Four years after the bishops' overwhelming approval of their teaching document "Forming Consciences for Faithful Citizenship," key leaders of the U.S. Conference of Catholic Bishops did not feel that they needed to reinvent the wheel.

The document highlighting issues that should be considered by Catholics as they make election-year decisions "was well worked out in 2007," said Bishop Stephen Blaire of Stockton, chairman of the Committee on Domestic Justice and Human Development, in an Oct. 13 telephone interview with Catholic News Service.

"It was quite a challenge to come to a consensus and then bring it to the whole body of bishops, which had never been done before," Bishop Blaire added. "It was hard fought and well thought out. Since it was a teaching document, we felt it was important to keep it intact."

That decision was reached during "several meetings" involving nine committees --- pro-life, migration, education, communications, doctrine, domestic justice, international justice and peace, cultural diversity, and laity, marriage, family life and youth, he said.

"It was definitely a general consensus that to reopen it would not have been helpful," said Bishop Blaire, formerly a priest and auxiliary bishop of the Archdiocese of Los Angeles before being named bishop of Stockton in 1999.

But the committee chairmen decided to write a new introductory note pointing out that "'Faithful Citizenship' reflects the teaching of the bishops and that it is still a very important statement for use in the formation of consciences," he said. "The issues contained in it were still very relevant and still quite appropriate and pertinent."

At their June meeting near Seattle, Archbishop Timothy Dolan of New York, USCCB president, asked the bishops in executive session whether they concurred in that approach. The response was positive, Bishop Blaire said.

"We decided in the note to lift up the issues that had been in our thinking and on our agenda in these last years, so we did that," he added. "And we wanted it to be clear that this document was not a voters' guide, but a teaching document for the formation of consciences."

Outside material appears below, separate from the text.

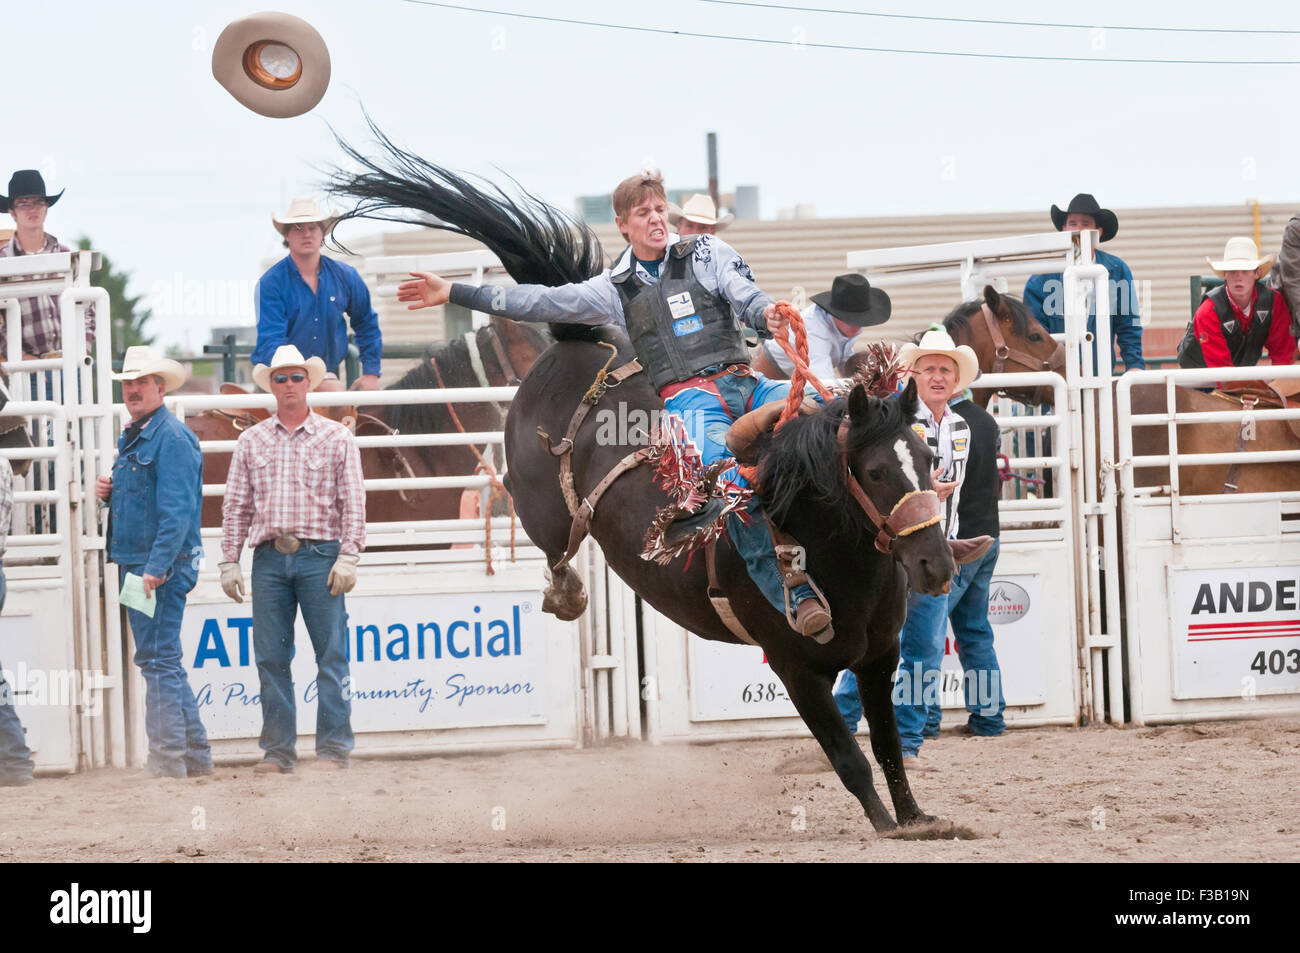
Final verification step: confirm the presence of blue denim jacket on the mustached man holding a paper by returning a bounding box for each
[108,407,203,576]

The introduction focused on six "current and fundamental problems, some involving opposition to intrinsic evils and others raising serious moral questions":

--- Abortion "and other threats to the lives and dignity of others who are vulnerable, sick or unwanted."

--- Conscience threats to Catholic ministries in health care, education and social services.

--- "Intensifying efforts to redefine marriage" or to undermine it as "the permanent, faithful and fruitful union of one man and one woman."

--- An economic crisis that has increased national and global unemployment, poverty and hunger, requiring efforts to "protect those who are poor and vulnerable as well as future generations."

--- "The failure to repair a broken immigration system."

--- "Serious moral questions" raised by wars, terror and violence, "particularly the absence of justice, security and peace in the Holy Land and throughout the Middle East."

The 2007 document, approved by a vote of 214-4, was approved by the bishops' Administrative Committee at its mid-September meeting and made public Oct. 4.

The introduction says that "Faithful Citizenship," one in a series of documents that have been issued before every presidential election for nearly 35 years, "has at times been misused to present an incomplete or distorted view of the demands of faith in politics" but "remains a faithful and challenging call to discipleship in the world of politics."

"It does not offer a voters guide, scorecard of issues or direction on how to vote," the introduction adds. "It applies Catholic moral principles to a range of important issues and warns against misguided appeals to 'conscience' to ignore fundamental moral claims, to reduce Catholic moral concerns to one or two matters, or to justify choices simply to advance partisan, ideological or personal interests."